To prevent this story from happening again in the same way next year, the Council of the ELFs decided on that very day that the children should build their own system calls in the future. "If you give them gingerbread, they will be filled for one evening, but if you show them how to build their own system calls, they will be happy forever". Such, or such similar words and speeches were brandished there.

Syscall User Dispatch

With Linux 5.11, the kernel learned a new feature on x86: Syscall User Dispatch, which allows the user to intercept all system calls that originate from a certain thread. Originally, this feature was introduced in Linux for Valve to allow for faster wine emulation.
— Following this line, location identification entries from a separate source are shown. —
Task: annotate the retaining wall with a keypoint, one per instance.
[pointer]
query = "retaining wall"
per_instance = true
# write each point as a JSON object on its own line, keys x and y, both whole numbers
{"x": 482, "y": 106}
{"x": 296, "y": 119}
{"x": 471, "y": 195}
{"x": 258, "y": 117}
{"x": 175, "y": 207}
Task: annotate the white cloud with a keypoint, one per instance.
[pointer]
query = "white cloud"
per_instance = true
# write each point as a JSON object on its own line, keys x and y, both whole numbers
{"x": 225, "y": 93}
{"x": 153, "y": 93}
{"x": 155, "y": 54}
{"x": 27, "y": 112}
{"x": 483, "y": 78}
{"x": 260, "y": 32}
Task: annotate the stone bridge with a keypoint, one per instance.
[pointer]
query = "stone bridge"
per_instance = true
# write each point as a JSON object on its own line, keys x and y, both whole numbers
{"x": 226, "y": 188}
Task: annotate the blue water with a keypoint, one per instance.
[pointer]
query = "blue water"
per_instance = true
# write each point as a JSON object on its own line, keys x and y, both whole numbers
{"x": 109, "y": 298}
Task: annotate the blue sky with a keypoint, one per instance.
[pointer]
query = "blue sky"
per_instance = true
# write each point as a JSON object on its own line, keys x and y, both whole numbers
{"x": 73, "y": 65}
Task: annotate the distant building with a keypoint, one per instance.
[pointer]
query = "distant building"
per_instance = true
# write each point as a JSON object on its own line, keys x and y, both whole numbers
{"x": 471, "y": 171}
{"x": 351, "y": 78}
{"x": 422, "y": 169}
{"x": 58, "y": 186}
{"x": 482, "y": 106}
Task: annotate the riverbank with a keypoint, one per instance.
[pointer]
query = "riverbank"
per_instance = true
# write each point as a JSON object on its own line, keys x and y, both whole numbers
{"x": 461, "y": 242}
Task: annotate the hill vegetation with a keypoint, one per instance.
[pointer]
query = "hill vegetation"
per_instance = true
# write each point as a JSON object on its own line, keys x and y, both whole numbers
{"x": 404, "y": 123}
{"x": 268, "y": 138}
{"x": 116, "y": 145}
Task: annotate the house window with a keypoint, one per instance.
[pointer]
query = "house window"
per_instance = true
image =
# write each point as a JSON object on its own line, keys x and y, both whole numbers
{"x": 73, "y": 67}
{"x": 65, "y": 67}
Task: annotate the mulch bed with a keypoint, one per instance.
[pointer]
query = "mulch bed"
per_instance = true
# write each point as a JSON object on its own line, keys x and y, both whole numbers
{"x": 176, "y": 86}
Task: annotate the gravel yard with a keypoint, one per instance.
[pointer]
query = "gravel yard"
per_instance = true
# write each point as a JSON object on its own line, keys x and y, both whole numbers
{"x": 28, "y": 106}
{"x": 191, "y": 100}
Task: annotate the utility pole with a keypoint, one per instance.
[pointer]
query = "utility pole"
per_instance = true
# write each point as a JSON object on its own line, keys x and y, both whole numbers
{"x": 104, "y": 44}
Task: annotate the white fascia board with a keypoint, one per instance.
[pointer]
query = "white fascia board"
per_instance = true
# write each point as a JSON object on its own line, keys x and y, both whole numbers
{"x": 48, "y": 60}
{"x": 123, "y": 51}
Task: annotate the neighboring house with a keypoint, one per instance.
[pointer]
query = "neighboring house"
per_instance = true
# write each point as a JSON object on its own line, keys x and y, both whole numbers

With this feature, wine can install a system call interceptor mechanism to interpret system calls within Windows binaries that are not supported by the Linux kernel directly (most of them) and which cannot be hooked easily.

This interface hides behind the prctl(2) system call, which allows various manipulations of the execution environment of the calling thread, and the PR_SET_SYSCALL_USER_DISPATCH flag:

 prctl(PR_SET_SYSCALL_USER_DISPATCH, PR_SYS_DISPATCH_ON,
      code_ptr, length, &flag)

With this call, the calling thread enables the user space syscall dispatcher: Whenever a system call is issued from a place outside of the region [code_ptr, code_ptr+length], the kernel will send a SIGSYS signal to the thread, which then should handle the system call. Furthermore, the prctl() call, installs a pointer to a char-sized flag (char flag) in user space, which allows the user space to enable and disable the filter without issuing a system call (which would be rather unhandy).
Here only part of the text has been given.